Step 1 — Reconnect & Repair Script
After a rupture, the first move isn't analysis — it's reconnection. Hatley flagged this explicitly: Elliot is five, reconnect soon while the emotional memory is fresh. The younger the child, the shorter the window before the moment loses its meaning. Don't wait until bedtime.
The script gave me words for a moment when I usually either say too much or go quiet. It also scheduled a calendar reminder for the following Saturday: thirty seconds before practice, run the pre-game commitment talk. Not a lecture — a prompt for Elliot to make a promise to himself about how he'll handle a bad point before he's in one.
Step 2 — Discussion Starters & Emoji Wall
Once reconnected, the goal isn't to explain or correct — it's to get curious together. And here's something important: in the moment of high emotion, a five-year-old's logic brain is effectively offline. The first move is always to diffuse, never to lecture. You can't reason someone into calm.
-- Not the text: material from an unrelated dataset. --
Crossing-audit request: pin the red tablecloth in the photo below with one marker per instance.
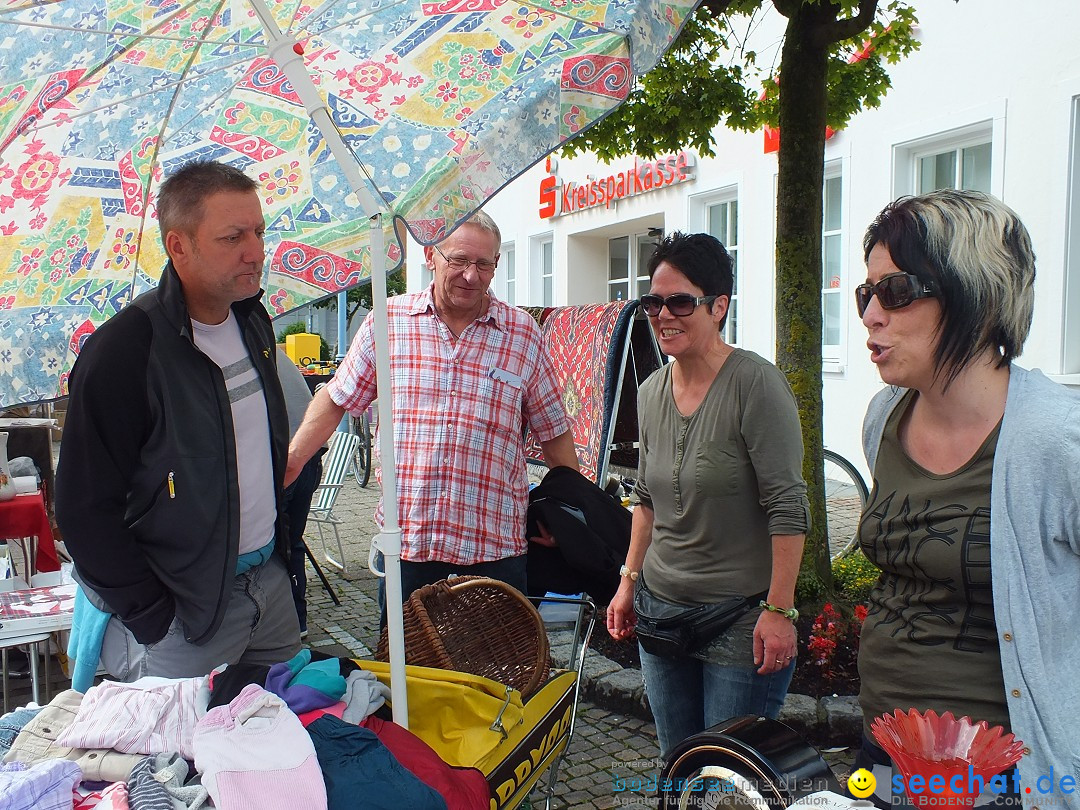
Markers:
(25, 515)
You have to bring them there first. The discussion starters come after — once the window is open.
To give Elliot vocabulary before the conversation, we started with the Emoji Wall.
The real moment — Elliot scrolled to 😔 Ashamed after the pickleball meltdown
Elliot stopped at 😔 Ashamed — "feeling embarrassed about who you are." He wasn't just angry about losing. He was embarrassed about how he'd reacted. That one selection changed the entire conversation we were about to have.
From there, Hatley generated discussion starters — one at a time, not rapid-fire: "What was the moment when you started feeling that way?" / "Where did you feel it in your body?" / "What did you wish had happened instead?" The third one was the key. He wished he had played the next point instead of stopping. He already knew the right move. He just didn't have the tools to get there in the moment.
Step 3 — Theme Linking & Actions
After the repair conversation, Hatley connected this moment to a pattern it had been tracking — frustration tolerance under performance pressure — and generated two types of actions.
Before: the pre-game commitment talk, already scheduled for next Saturday. Thirty seconds. A promise to himself. Prevention.
In the moment: a delight trigger. Elliot had recently discovered Man vs Baby — a Netflix series featuring Rowan Atkinson, who also played Mr Bean. The Mr Bean-style physical comedy had become a reliable reset at home. When Elliot spirals, a well-timed impression in that voice breaks through every time. Hatley logged it, named it, and proposed it as a deliberate in-the-moment tool — something to reach for consciously when the logic brain is offline, not hope to remember under pressure.
The session after that was different. No racket throwing. One reset instead of quitting — he took a breath, said "okay," and played the next point. He finished the session. Not perfect. But clearly different from the week before — and traceable to a specific repair conversation, not luck.
What your AI + Hatley can do
Moment logging · Repair script · Discussion starters · Emoji wall · Theme linking · Delight trigger · Before & in-the-moment actions
Log what happened. Hatley gives you the reconnect script, the discussion starters, and two types of actions — one to prevent the next rupture, one to use when you're already in it. The entire loop in one coaching session.
The takeaway from this episode: when something breaks down, the system walks you through the repair — and gives you tools so the next one goes differently.
Whether your version of this is a meltdown on the sports field, a homework shutdown, or a sibling fight that ended in tears — the inputs change, the process doesn't.
You log what happened. You get the repair script, the discussion starters, and two actions: what to do before, and what to reach for when you're in it. Because it knows this child, not just this situation.